How we cite our quotes:
'When faintness of dread left me,
I brought before the leaders of the people,
My father first, these portents of the gods
And asked their judgment.' (3.82-84)
The standard epithet Virgil uses to characterize Aeneas is "pius." Although it is related to our word "pious," for the Romans this word had a much stronger connotation of devotion to family – and especially to one's parents. As the quotations in this section will show, devotion to one's parents, especially to one's father, is a very, very prevalent theme in the Aeneid. Here, we see this love and respect symbolized in the fact that Aeneas singles out his father as the first of the Trojan leaders he consults about a message from the gods.
'For after storms at sea had buffeted me
So often, here, alas, I lost my father,
Solace in all affliction and mischance;
O best of fathers, in my weariness—
Though you had been delivered from so many
Perils in vain—alas, here you forsook me.
Never had Helenus the seer, who warned
Of many things to make me quail, foretold
This grief to me—nor had the vile Celaeno.
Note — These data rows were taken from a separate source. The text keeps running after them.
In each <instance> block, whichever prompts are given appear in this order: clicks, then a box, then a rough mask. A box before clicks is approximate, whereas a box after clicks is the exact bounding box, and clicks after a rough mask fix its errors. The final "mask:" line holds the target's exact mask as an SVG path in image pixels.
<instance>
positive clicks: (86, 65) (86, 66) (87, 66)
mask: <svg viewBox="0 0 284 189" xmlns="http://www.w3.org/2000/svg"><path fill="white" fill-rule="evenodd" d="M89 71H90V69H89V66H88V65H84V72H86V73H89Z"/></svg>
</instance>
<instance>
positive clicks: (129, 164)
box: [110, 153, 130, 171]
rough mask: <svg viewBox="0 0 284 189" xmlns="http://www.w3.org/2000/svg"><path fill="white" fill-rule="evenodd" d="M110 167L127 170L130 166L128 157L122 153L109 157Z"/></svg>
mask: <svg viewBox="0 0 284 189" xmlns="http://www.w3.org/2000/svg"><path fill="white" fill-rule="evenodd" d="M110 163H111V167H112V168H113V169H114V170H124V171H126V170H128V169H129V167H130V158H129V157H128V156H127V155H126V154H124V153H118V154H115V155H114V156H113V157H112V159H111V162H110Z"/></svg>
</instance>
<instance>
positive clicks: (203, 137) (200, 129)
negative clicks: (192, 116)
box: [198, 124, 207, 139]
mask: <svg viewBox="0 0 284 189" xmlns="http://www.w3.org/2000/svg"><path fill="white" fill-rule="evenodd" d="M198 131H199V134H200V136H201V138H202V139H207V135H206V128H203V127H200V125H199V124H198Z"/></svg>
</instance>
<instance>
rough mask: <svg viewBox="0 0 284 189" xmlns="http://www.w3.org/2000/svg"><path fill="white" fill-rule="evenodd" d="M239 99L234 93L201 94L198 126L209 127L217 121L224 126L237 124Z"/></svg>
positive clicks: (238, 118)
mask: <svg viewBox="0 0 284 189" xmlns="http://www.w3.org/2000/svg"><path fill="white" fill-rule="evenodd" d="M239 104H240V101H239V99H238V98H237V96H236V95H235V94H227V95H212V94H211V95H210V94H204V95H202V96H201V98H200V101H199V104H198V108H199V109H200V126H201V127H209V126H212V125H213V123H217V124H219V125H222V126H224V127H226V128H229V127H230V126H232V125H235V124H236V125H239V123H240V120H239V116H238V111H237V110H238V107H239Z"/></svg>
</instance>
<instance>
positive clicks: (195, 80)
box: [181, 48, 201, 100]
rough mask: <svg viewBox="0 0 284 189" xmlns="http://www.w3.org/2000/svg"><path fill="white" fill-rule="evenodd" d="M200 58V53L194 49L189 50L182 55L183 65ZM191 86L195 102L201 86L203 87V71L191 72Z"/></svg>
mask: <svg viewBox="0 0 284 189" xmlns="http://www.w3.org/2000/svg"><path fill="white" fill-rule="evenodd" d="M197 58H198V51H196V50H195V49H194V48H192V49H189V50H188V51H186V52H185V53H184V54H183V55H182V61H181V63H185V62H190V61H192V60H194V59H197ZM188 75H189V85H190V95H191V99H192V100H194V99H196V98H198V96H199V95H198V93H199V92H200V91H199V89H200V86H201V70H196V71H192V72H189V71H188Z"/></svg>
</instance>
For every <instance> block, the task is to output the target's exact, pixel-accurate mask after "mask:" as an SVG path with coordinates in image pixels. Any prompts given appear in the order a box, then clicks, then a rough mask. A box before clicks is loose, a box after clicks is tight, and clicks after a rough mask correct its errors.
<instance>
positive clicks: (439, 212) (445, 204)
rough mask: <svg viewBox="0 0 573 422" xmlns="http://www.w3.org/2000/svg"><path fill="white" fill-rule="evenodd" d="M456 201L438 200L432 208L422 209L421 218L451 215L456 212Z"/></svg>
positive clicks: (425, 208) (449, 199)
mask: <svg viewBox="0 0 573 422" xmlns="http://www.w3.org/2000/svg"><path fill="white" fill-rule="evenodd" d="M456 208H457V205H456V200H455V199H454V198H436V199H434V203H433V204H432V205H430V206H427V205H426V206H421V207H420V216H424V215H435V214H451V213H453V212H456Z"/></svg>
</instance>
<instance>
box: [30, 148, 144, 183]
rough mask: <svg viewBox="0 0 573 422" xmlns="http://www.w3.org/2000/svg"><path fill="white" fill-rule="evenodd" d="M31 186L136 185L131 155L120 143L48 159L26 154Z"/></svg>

Here was my final sorrow, here the goal
Of all my seafaring.' (3.937-948)
These lines come at the end of the story Aeneas tells to Dido in Books 2 and 3, so when he says "Here was my final sorrow," you have to understand that that is only from the perspective of his voyage so far. As we know, there are plenty more sad things that are going to happen to Aeneas before the poem is over. Still, given what we know of Aeneas's deep love for his father, there is no doubt that this was one of the worst calamities he ever experienced.
"I greet and bless you, sacred father, bless you,
Ashes and shade and soul, paternal soul
I vainly rescued once. It was not given me
With you beside me to explore the coasts
And plains of Italy, nor to discover,
Whatever it may be, Ausonian Tiber" (5.105-110)
Aeneas says these words while making a sacrifice at his father's grave in Sicily. They provide (yet another) sign of the depth of his affection.